In deciding who should get the drugs, “I think there’s a principal and we should say it, that we take care of our own nationals first,” said Dr. Arthur Caplan, director of the Division of Medical Ethics at New York University.
Case in point: U.S. soldiers in Africa.
“No one should doubt that anybody who gets exposed among those troops, they’re going to get special care,” he said. “I can tell you now there won’t be any tossing of coins or debates behind closed doors.”
But most ethicists, even Caplan, seem to agree that health care workers in West Africa should be at the front of the line, even before patients.
“Just for this outbreak,” said Dr.
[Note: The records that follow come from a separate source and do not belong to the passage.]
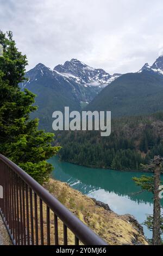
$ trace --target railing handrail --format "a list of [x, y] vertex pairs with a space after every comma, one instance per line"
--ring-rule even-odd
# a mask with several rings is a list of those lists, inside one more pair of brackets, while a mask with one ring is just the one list
[[47, 190], [15, 163], [0, 154], [0, 160], [16, 173], [84, 244], [108, 245], [98, 235], [84, 224]]

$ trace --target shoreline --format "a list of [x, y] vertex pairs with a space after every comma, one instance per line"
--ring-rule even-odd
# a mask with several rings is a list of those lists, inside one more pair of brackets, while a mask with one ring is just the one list
[[87, 168], [92, 168], [92, 169], [102, 169], [103, 170], [115, 170], [116, 172], [132, 172], [132, 173], [136, 173], [136, 172], [139, 172], [139, 173], [152, 173], [153, 172], [152, 170], [148, 170], [147, 169], [145, 169], [143, 170], [117, 170], [115, 169], [109, 169], [108, 168], [104, 168], [104, 167], [96, 167], [95, 166], [85, 166], [85, 165], [82, 165], [80, 164], [79, 163], [74, 163], [72, 162], [68, 162], [64, 160], [61, 160], [60, 159], [60, 157], [59, 156], [57, 156], [57, 157], [59, 158], [59, 162], [65, 162], [65, 163], [71, 163], [72, 164], [74, 164], [77, 165], [78, 166], [81, 166]]

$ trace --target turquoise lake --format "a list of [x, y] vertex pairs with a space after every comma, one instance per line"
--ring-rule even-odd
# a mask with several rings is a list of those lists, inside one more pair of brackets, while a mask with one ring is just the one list
[[[55, 167], [53, 178], [108, 204], [118, 214], [134, 215], [142, 223], [146, 215], [153, 213], [152, 194], [147, 192], [137, 194], [140, 188], [132, 180], [134, 176], [140, 177], [143, 174], [151, 175], [150, 173], [87, 168], [60, 162], [58, 157], [52, 157], [48, 162]], [[152, 232], [145, 226], [143, 228], [145, 235], [152, 238]]]

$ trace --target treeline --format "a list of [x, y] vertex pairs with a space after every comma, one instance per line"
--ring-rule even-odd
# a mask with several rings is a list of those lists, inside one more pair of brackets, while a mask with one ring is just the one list
[[62, 132], [62, 161], [85, 166], [118, 170], [140, 170], [154, 155], [163, 156], [163, 113], [112, 120], [111, 134], [102, 137], [93, 131]]

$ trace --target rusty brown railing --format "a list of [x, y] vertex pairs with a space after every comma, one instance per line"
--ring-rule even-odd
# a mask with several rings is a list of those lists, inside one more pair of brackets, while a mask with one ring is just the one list
[[3, 190], [0, 214], [13, 245], [107, 245], [30, 176], [1, 154], [0, 186]]

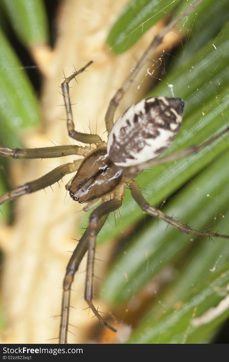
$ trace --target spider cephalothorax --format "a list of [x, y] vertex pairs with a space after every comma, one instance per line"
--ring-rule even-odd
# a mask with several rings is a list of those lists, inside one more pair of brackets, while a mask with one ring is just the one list
[[[66, 185], [73, 199], [88, 203], [87, 209], [100, 201], [101, 204], [91, 212], [88, 226], [69, 261], [64, 279], [60, 328], [59, 342], [67, 343], [71, 286], [82, 258], [88, 250], [84, 297], [89, 307], [99, 321], [111, 329], [96, 308], [92, 299], [94, 262], [97, 235], [110, 213], [118, 210], [122, 203], [124, 185], [130, 189], [138, 205], [151, 216], [162, 219], [186, 234], [229, 238], [225, 235], [199, 231], [177, 221], [160, 210], [150, 206], [133, 179], [145, 168], [174, 161], [191, 155], [211, 144], [229, 131], [229, 127], [200, 145], [157, 158], [167, 149], [178, 132], [184, 103], [181, 98], [158, 97], [147, 98], [134, 104], [114, 124], [115, 113], [120, 101], [139, 73], [147, 60], [161, 42], [164, 35], [189, 10], [172, 21], [153, 40], [141, 58], [111, 100], [105, 117], [108, 134], [106, 144], [97, 134], [77, 132], [75, 129], [69, 94], [69, 84], [91, 63], [90, 62], [65, 79], [61, 88], [67, 115], [68, 135], [74, 139], [90, 147], [68, 145], [41, 148], [13, 150], [0, 146], [0, 155], [16, 158], [51, 158], [69, 155], [83, 158], [62, 165], [39, 178], [20, 186], [0, 196], [0, 205], [50, 186], [65, 175], [76, 172]], [[94, 144], [95, 149], [91, 150]], [[85, 207], [84, 208], [85, 210]]]

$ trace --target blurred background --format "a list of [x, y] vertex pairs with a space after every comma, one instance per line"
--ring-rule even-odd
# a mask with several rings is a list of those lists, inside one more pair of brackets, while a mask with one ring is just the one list
[[[59, 87], [72, 82], [76, 129], [104, 140], [110, 100], [154, 37], [194, 1], [1, 0], [0, 140], [13, 148], [75, 143]], [[116, 112], [146, 95], [183, 98], [183, 124], [167, 153], [198, 144], [229, 122], [229, 4], [203, 0], [163, 39]], [[169, 86], [169, 87], [168, 87]], [[0, 158], [0, 193], [71, 161]], [[229, 235], [229, 136], [136, 179], [153, 206], [196, 230]], [[89, 214], [64, 184], [1, 205], [1, 340], [57, 343], [62, 283]], [[83, 299], [85, 257], [72, 293], [69, 343], [228, 343], [226, 239], [201, 239], [144, 215], [126, 190], [99, 233], [94, 302], [118, 330], [99, 326]], [[75, 327], [74, 327], [75, 326]]]

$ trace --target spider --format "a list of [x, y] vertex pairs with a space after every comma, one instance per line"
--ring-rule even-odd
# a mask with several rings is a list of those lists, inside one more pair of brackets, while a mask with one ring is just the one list
[[[185, 14], [183, 14], [182, 16]], [[62, 84], [67, 114], [69, 135], [90, 145], [82, 147], [68, 145], [39, 149], [12, 149], [0, 146], [0, 155], [14, 158], [44, 158], [77, 155], [83, 157], [59, 166], [34, 181], [19, 186], [0, 197], [0, 205], [26, 193], [50, 186], [66, 174], [76, 172], [66, 188], [75, 201], [88, 203], [85, 210], [102, 203], [90, 215], [88, 228], [73, 252], [67, 268], [64, 280], [59, 342], [67, 342], [71, 288], [74, 276], [88, 250], [85, 298], [94, 315], [104, 325], [107, 324], [93, 303], [92, 284], [97, 235], [109, 214], [119, 209], [124, 194], [124, 185], [131, 190], [133, 198], [145, 212], [161, 219], [186, 234], [228, 238], [226, 235], [198, 231], [175, 220], [161, 210], [150, 206], [141, 194], [134, 179], [145, 168], [186, 157], [200, 151], [229, 131], [227, 128], [216, 136], [193, 146], [157, 159], [169, 146], [177, 134], [182, 121], [184, 103], [181, 98], [152, 97], [143, 100], [127, 110], [114, 124], [114, 115], [119, 101], [142, 68], [148, 56], [161, 42], [164, 35], [180, 18], [170, 23], [153, 40], [133, 71], [110, 101], [105, 116], [108, 134], [107, 144], [97, 134], [87, 134], [75, 130], [70, 101], [69, 83], [92, 63], [90, 62], [65, 79]], [[92, 148], [90, 145], [96, 147]]]

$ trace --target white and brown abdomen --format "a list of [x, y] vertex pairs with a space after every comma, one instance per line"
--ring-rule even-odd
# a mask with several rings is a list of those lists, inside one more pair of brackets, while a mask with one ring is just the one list
[[127, 109], [115, 123], [107, 152], [118, 166], [139, 164], [161, 155], [179, 130], [185, 104], [181, 98], [153, 97]]

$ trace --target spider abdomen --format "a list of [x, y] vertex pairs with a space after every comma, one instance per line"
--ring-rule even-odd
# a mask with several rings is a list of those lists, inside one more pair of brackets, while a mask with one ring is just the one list
[[70, 195], [80, 203], [113, 192], [123, 182], [122, 170], [110, 160], [106, 147], [89, 153], [81, 164], [69, 189]]
[[115, 122], [107, 152], [116, 165], [127, 167], [161, 154], [177, 134], [185, 104], [181, 98], [150, 97], [135, 103]]

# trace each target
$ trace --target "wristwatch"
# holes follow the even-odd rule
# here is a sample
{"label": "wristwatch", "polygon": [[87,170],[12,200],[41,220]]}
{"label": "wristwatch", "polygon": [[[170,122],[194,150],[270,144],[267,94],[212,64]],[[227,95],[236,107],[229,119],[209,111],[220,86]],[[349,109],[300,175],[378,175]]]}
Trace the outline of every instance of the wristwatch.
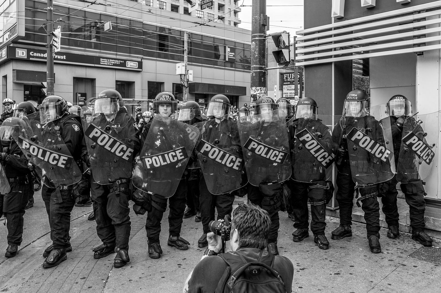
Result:
{"label": "wristwatch", "polygon": [[205,252],[204,252],[204,255],[208,256],[217,256],[217,252],[214,250],[209,249],[207,247],[207,249],[205,250]]}

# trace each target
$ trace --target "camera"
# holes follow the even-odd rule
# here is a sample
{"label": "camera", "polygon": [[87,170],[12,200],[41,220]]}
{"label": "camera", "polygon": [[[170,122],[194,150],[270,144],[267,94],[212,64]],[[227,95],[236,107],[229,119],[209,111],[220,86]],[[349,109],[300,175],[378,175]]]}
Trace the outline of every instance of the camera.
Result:
{"label": "camera", "polygon": [[224,222],[220,221],[211,221],[208,224],[210,230],[222,237],[224,241],[228,241],[230,240],[230,231],[231,230],[231,225],[230,222],[231,218],[228,215],[225,216]]}

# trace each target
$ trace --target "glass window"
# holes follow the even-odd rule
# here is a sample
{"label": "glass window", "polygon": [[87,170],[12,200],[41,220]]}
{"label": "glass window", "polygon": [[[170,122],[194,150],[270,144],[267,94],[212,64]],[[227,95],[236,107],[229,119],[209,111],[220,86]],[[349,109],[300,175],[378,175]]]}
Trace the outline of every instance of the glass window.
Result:
{"label": "glass window", "polygon": [[164,82],[147,82],[147,97],[149,99],[154,99],[157,95],[164,90]]}
{"label": "glass window", "polygon": [[[115,89],[121,94],[123,99],[134,99],[135,83],[134,82],[115,81]],[[131,90],[132,89],[133,90]],[[133,94],[131,94],[132,92]]]}
{"label": "glass window", "polygon": [[184,90],[183,88],[182,87],[182,85],[180,83],[174,83],[173,84],[173,93],[172,93],[173,95],[175,96],[175,97],[176,100],[179,100],[180,101],[183,100],[183,97],[184,95]]}
{"label": "glass window", "polygon": [[158,8],[160,9],[165,9],[167,5],[167,3],[163,1],[158,0]]}
{"label": "glass window", "polygon": [[200,19],[204,18],[204,12],[201,11],[200,10],[196,10],[196,17],[198,17]]}

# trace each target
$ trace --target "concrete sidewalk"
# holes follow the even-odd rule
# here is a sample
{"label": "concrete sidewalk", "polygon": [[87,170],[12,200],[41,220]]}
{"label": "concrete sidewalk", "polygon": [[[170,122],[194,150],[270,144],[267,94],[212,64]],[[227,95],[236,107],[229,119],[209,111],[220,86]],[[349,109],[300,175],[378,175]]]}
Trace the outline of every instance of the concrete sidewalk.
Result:
{"label": "concrete sidewalk", "polygon": [[[161,242],[164,253],[153,260],[147,252],[144,228],[146,216],[131,214],[132,229],[129,253],[131,262],[114,269],[115,254],[101,260],[93,258],[93,247],[101,243],[94,221],[87,220],[91,207],[74,209],[71,223],[73,250],[67,260],[57,267],[45,269],[43,250],[50,243],[47,216],[39,193],[35,207],[26,211],[23,245],[17,256],[7,259],[0,255],[0,292],[179,292],[198,263],[204,248],[198,247],[202,224],[194,217],[184,219],[181,236],[190,248],[180,251],[167,245],[168,211],[164,215]],[[237,204],[242,199],[236,200]],[[371,253],[364,225],[354,223],[351,238],[332,240],[330,232],[338,219],[327,219],[328,250],[314,245],[313,237],[299,243],[292,241],[292,222],[280,213],[278,246],[280,254],[292,261],[295,292],[404,292],[409,290],[440,292],[441,242],[424,247],[402,233],[396,239],[380,231],[383,252]],[[6,230],[0,229],[1,249],[5,249]]]}

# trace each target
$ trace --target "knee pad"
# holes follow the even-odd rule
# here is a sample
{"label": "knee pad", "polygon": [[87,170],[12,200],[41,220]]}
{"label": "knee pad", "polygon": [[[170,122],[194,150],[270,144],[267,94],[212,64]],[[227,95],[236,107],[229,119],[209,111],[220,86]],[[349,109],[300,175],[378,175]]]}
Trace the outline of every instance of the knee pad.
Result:
{"label": "knee pad", "polygon": [[427,195],[424,190],[424,184],[422,180],[403,183],[400,185],[400,186],[401,188],[401,191],[404,193],[407,194],[421,193],[425,197]]}

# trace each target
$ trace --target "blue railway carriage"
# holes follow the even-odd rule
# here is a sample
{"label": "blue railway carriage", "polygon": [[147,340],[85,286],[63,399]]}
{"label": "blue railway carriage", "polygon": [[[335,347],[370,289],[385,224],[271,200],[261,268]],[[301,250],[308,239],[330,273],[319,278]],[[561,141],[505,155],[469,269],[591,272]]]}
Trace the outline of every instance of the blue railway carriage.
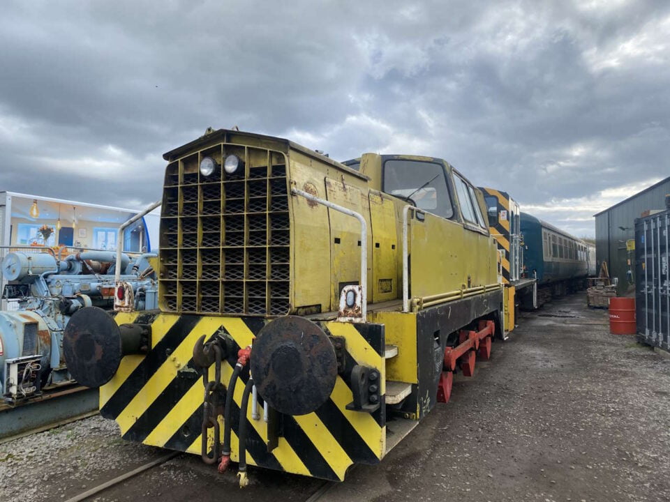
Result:
{"label": "blue railway carriage", "polygon": [[527,273],[553,295],[584,287],[588,272],[587,244],[527,213],[521,215]]}

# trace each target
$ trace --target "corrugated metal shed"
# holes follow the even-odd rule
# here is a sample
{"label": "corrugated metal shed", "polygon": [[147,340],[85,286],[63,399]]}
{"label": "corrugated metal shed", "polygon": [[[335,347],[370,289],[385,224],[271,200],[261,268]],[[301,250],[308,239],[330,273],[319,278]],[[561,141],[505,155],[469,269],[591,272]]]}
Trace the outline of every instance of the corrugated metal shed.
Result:
{"label": "corrugated metal shed", "polygon": [[[607,262],[611,277],[619,278],[618,294],[631,286],[627,260],[634,268],[634,253],[626,250],[626,241],[635,238],[635,219],[648,210],[664,209],[665,196],[670,194],[670,177],[598,213],[595,216],[595,258],[600,269]],[[631,254],[629,257],[629,254]]]}

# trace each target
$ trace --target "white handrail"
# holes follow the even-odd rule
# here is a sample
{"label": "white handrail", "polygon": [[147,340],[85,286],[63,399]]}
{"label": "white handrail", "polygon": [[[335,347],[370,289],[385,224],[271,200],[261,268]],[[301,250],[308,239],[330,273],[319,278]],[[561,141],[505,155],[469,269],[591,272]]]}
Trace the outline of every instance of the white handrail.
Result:
{"label": "white handrail", "polygon": [[[124,248],[124,230],[135,223],[137,220],[144,218],[146,215],[156,209],[158,206],[161,205],[162,201],[162,199],[157,200],[156,202],[142,211],[142,213],[135,215],[128,221],[124,222],[121,227],[119,227],[119,233],[117,236],[117,265],[114,267],[114,284],[118,285],[119,282],[121,280],[121,250]],[[116,294],[116,291],[114,291],[114,294]]]}
{"label": "white handrail", "polygon": [[410,311],[409,247],[408,245],[408,215],[410,209],[426,214],[426,211],[408,204],[403,208],[403,312]]}
{"label": "white handrail", "polygon": [[365,221],[365,218],[363,218],[363,215],[359,213],[357,213],[355,211],[352,211],[348,208],[343,207],[342,206],[338,206],[336,204],[333,204],[330,201],[327,201],[325,199],[322,199],[321,197],[316,197],[313,195],[311,193],[307,192],[304,192],[302,190],[297,188],[291,188],[291,193],[295,195],[301,195],[307,200],[311,200],[318,204],[321,204],[322,206],[325,206],[327,208],[334,209],[336,211],[342,213],[343,214],[348,215],[349,216],[353,216],[358,220],[361,223],[361,296],[362,304],[361,304],[361,317],[365,321],[367,319],[367,310],[368,310],[368,224]]}

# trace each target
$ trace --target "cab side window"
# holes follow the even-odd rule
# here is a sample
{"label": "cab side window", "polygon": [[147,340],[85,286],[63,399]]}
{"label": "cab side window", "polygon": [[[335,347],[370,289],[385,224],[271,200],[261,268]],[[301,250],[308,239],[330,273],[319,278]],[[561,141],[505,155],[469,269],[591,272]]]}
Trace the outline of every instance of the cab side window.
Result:
{"label": "cab side window", "polygon": [[389,159],[384,162],[383,190],[438,216],[454,215],[445,168],[439,164]]}
{"label": "cab side window", "polygon": [[484,200],[486,202],[489,225],[493,226],[498,223],[498,198],[486,195],[484,197]]}

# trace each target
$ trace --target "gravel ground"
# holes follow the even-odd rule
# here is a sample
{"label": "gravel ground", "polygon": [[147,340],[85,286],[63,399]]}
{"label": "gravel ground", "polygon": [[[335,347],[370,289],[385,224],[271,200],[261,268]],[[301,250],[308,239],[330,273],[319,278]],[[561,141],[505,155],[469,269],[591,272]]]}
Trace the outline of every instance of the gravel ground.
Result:
{"label": "gravel ground", "polygon": [[[474,378],[456,379],[451,402],[322,500],[670,501],[670,360],[610,335],[606,311],[584,304],[575,295],[523,314]],[[163,455],[93,417],[0,445],[0,501],[67,499]],[[322,485],[250,478],[241,491],[233,473],[182,455],[94,500],[183,502],[196,489],[203,502],[274,502]]]}

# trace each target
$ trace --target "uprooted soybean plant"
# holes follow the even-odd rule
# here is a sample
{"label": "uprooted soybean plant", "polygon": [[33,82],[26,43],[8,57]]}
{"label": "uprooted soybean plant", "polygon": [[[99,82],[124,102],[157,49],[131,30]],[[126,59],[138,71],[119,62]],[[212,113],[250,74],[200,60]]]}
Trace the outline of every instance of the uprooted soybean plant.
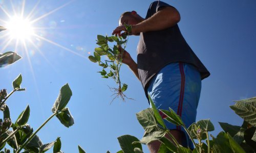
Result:
{"label": "uprooted soybean plant", "polygon": [[[122,56],[128,41],[129,32],[131,31],[131,26],[125,26],[127,33],[123,34],[121,37],[97,35],[96,44],[99,46],[95,48],[93,56],[89,57],[91,61],[98,63],[103,68],[102,71],[98,72],[100,73],[102,78],[111,78],[118,85],[117,88],[110,87],[114,92],[112,95],[115,96],[111,102],[118,97],[120,97],[123,101],[125,101],[125,98],[129,98],[123,94],[128,86],[121,83],[120,77]],[[112,47],[110,42],[115,42],[115,44]],[[105,60],[104,57],[106,57],[108,60]],[[107,70],[108,72],[105,70],[107,68],[110,69],[109,71]]]}

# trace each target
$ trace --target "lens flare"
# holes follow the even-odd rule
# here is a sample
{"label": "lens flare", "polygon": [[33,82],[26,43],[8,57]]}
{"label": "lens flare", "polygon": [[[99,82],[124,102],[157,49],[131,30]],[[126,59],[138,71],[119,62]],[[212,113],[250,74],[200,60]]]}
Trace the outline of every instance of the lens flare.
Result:
{"label": "lens flare", "polygon": [[12,39],[29,39],[34,34],[34,28],[30,21],[19,16],[12,17],[7,22],[6,28]]}

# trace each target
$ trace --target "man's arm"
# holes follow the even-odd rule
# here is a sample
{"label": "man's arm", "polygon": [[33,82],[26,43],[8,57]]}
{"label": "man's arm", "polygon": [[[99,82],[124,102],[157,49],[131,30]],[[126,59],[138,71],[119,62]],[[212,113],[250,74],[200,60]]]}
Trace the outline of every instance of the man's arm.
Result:
{"label": "man's arm", "polygon": [[[136,24],[131,25],[131,34],[136,35],[141,32],[164,30],[176,24],[180,20],[180,13],[176,9],[165,7],[151,17]],[[113,31],[112,35],[120,36],[121,32],[125,31],[124,25],[119,26]]]}
{"label": "man's arm", "polygon": [[137,63],[132,58],[130,54],[126,50],[123,50],[122,62],[128,65],[137,78],[140,80]]}
{"label": "man's arm", "polygon": [[142,22],[132,26],[132,33],[159,31],[172,27],[180,20],[180,13],[174,7],[165,7]]}

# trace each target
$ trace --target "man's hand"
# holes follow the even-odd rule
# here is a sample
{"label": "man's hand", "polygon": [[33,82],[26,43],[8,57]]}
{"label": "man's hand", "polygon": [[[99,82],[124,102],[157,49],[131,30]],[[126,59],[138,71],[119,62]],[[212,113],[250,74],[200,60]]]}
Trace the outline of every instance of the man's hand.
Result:
{"label": "man's hand", "polygon": [[[121,52],[122,50],[123,50],[123,49],[122,48],[122,47],[120,46],[119,47],[118,49],[119,50],[120,52]],[[122,58],[122,63],[124,63],[127,65],[128,66],[131,65],[131,64],[133,62],[134,62],[134,61],[131,57],[130,54],[128,52],[127,52],[125,50],[123,50],[123,56]]]}
{"label": "man's hand", "polygon": [[118,26],[113,31],[112,33],[112,35],[115,35],[116,36],[118,35],[118,36],[121,37],[121,32],[122,31],[124,31],[125,32],[127,33],[126,29],[125,28],[125,27],[124,25],[122,25],[121,26]]}

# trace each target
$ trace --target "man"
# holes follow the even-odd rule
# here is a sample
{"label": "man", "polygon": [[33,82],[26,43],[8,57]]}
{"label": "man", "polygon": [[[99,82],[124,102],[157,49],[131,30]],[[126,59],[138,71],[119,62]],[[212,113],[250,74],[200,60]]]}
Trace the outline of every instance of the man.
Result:
{"label": "man", "polygon": [[[145,18],[136,12],[126,12],[112,34],[125,32],[124,23],[131,25],[130,34],[140,35],[137,64],[124,51],[122,62],[140,80],[158,109],[171,108],[188,127],[196,121],[201,80],[210,73],[182,36],[177,23],[178,11],[161,1],[152,3]],[[164,115],[162,116],[165,117]],[[180,144],[193,148],[191,140],[181,127],[165,124]],[[148,145],[151,152],[157,152],[160,143]]]}

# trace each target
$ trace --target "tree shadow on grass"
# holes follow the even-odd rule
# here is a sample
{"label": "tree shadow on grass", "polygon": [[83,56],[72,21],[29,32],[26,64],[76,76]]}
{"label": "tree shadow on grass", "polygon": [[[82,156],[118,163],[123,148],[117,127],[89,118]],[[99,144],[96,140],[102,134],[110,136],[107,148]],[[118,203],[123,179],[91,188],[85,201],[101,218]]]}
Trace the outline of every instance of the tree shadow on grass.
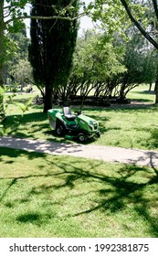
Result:
{"label": "tree shadow on grass", "polygon": [[[10,156],[9,153],[9,150],[6,151],[5,155]],[[17,156],[21,155],[21,151],[16,151]],[[40,171],[37,175],[30,173],[30,175],[27,176],[24,175],[16,177],[9,177],[11,182],[5,189],[3,197],[1,197],[1,203],[9,192],[9,189],[12,187],[16,186],[16,182],[20,180],[25,180],[26,185],[26,180],[29,178],[37,179],[52,177],[51,183],[32,187],[27,194],[27,199],[31,199],[34,196],[40,197],[44,193],[47,194],[52,189],[53,191],[58,190],[58,193],[61,193],[61,189],[64,187],[69,190],[75,190],[78,184],[83,184],[83,186],[89,184],[89,186],[90,186],[90,184],[95,182],[95,195],[90,198],[91,202],[89,204],[89,207],[85,207],[86,208],[82,210],[80,210],[79,208],[77,208],[75,213],[65,214],[65,218],[73,218],[82,215],[89,218],[90,213],[96,211],[114,215],[121,211],[123,212],[128,207],[128,204],[131,204],[132,205],[135,213],[140,216],[140,219],[145,219],[146,223],[148,223],[148,234],[150,234],[151,237],[158,236],[157,213],[153,215],[150,211],[151,206],[154,207],[154,204],[157,201],[155,193],[154,197],[152,196],[148,197],[148,194],[145,194],[145,191],[148,191],[148,189],[151,191],[153,187],[155,189],[155,186],[157,186],[158,172],[155,167],[150,169],[134,165],[123,165],[119,167],[117,173],[114,174],[111,172],[111,173],[105,175],[100,171],[101,165],[103,165],[100,161],[96,161],[95,163],[90,161],[89,165],[84,166],[86,160],[83,159],[78,158],[78,164],[76,158],[72,158],[67,163],[64,158],[62,160],[60,158],[60,161],[57,161],[57,159],[55,161],[54,158],[49,158],[48,160],[44,154],[23,152],[23,155],[27,157],[28,161],[32,159],[32,156],[30,156],[32,154],[34,155],[34,157],[38,155],[38,157],[46,158],[47,165],[49,166],[49,172],[42,174],[42,171]],[[56,169],[55,172],[55,167],[58,168],[58,171]],[[40,165],[38,168],[44,170],[45,166]],[[57,176],[61,182],[54,184],[54,179]],[[3,177],[3,179],[5,178],[5,177]],[[6,178],[8,179],[8,177]],[[97,184],[101,185],[102,188],[100,188],[100,186],[98,187]],[[68,197],[78,197],[79,200],[80,200],[83,197],[87,197],[89,193],[90,193],[90,190],[88,190],[87,192],[80,191],[78,196],[75,194],[69,196],[68,193],[65,195],[62,203],[58,202],[58,204],[65,204],[66,198],[68,198]],[[19,203],[23,202],[21,201]],[[41,216],[38,212],[28,211],[26,214],[18,215],[16,220],[22,223],[37,223],[37,225],[41,225],[43,223],[43,218],[44,216]]]}

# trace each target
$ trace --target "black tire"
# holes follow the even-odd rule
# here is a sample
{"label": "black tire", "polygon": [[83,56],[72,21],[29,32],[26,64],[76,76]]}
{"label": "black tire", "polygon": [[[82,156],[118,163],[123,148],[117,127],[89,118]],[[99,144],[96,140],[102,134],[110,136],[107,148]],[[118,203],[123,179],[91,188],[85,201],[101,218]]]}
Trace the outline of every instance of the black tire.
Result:
{"label": "black tire", "polygon": [[78,140],[79,143],[85,143],[87,141],[88,137],[84,133],[79,133],[78,136]]}
{"label": "black tire", "polygon": [[56,133],[58,136],[64,136],[65,135],[65,129],[62,125],[57,125],[56,126]]}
Robert Garry Jr., a professor of microbiology and immunology at the Tulane University School of Medicine. “Because you need to break this outbreak transmission chain, so you need to be able to protect the health care workers so they can get in there and do their jobs.”
Caplan said that health care workers would be more likely to volunteer in West Africa if they knew they’d be prioritized for experimental medicines should they become infected.
But Danis said putting health care workers first “could be perceived as unfair by the public.”
“Others would say non-health care workers got sick through no fault of their own, so why should they be penalized and have to go second?” she asked rhetorically.
In the case of younger patients vs. older ones, Garry said the medicines should go to the patients who had the best chance to survive.
“Unfortunately, with this disease, the older you are, the less your chance of surviving, so there’s definitely an age bias,” Garry said. “The younger person would have the better chance of surviving.”
Caplan and Garry agreed that newly infected patients should get experimental medications ahead of those with more advanced infections, since the medications are likely to be more effective against a new infection.
But Danis said some may assert that people more likely to identify their infections early are those with the most family support and money, “so you will end up giving it to people who are, to start with, more advantaged,” she said.
These issues, Danis said, point out the importance of having a fair and transparent strategy for deciding such questions, “meaning you should have input from all stakeholder groups” in deciding how experimental medications are distributed.
Equally important, Caplan said, is sharing with the public the rationale behind those decisions, because apparent disparities distributing the medication could create even more problems.
“If you want to keep public trust, you’d better be explaining why things might be different from case to case,” Caplan said. “In an epidemic, or when you have fears of one coming, you’ve really got to keep public trust, and the only way to do that, I think, is to give out more information than usual.”